Attenti al vocabolario!

Più precisamente: quando eseguite una traduzione, controllate comunque con il vocabolario la parola da tradurre, anche se il vocabolo vi sembra noto.
Un mio compagno di scuola, ogni volta che, alle prese con la versione dal latino, si imbatteva nell’avverbio Igitur, che vuol dire «dunque», traduceva invariabilmente: «Si va!», incurante dei rimproveri del professore.

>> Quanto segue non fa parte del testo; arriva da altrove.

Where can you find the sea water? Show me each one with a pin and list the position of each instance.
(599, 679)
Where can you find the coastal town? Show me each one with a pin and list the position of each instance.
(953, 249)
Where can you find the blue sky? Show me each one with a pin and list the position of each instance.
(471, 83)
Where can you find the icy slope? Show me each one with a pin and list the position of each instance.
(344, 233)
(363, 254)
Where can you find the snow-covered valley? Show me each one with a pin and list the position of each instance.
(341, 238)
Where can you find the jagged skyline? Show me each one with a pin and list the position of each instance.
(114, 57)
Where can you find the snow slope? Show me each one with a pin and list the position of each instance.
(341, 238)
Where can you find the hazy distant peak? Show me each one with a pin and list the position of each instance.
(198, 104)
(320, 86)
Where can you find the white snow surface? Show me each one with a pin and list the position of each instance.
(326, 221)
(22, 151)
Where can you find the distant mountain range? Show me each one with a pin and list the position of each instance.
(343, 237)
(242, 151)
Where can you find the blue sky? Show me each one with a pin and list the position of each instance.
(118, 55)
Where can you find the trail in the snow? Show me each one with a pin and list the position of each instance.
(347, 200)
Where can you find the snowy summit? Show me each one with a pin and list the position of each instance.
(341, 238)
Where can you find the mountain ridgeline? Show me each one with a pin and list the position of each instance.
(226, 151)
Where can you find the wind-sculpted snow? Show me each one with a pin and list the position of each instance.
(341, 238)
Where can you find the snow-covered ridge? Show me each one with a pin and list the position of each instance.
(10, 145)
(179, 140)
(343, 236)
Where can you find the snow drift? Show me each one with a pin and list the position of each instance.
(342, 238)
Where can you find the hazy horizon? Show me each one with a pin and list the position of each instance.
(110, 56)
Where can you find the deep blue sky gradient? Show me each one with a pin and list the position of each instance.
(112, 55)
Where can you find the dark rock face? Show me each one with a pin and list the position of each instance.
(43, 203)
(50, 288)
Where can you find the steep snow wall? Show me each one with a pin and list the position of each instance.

In terza media, al sottoscritto, latinista emergente, capitò di tradurre una scenetta campagnola dove, in un cortile, «…mures discurrebant». Disdegnando il vocabolario, tradussi di slancio: «… i topi discorrevano» . Un’occhiata al glorioso Campanini e Carboni mi avrebbe avvertito che discurrebant voleva dire «correvano di qua e di là». Anzi ora che ci penso, si può affermare che la parola discorrere viene recepita in italiano in senso traslato, cioè: «correre con le parole da un argomento all’altro».
Il professore però mi fece pesare molto l’errore e mi additò al ludibrio dei compagni, ai quali non parve vero di avere preso in castagna il piccolo erede di Cicerone.
L’ira di Achille, studiata di fresco, mi ribollì nelle vene e l’ampia aula del Mamiani risuonò della mia vocina incazzata.
«Ma per la miseriaccia, in queste favole parlano tutti: lupi, agnelli, asini, leoni, volpi, corvi! Che ne sapevo io che gli unici muti erano i topi?»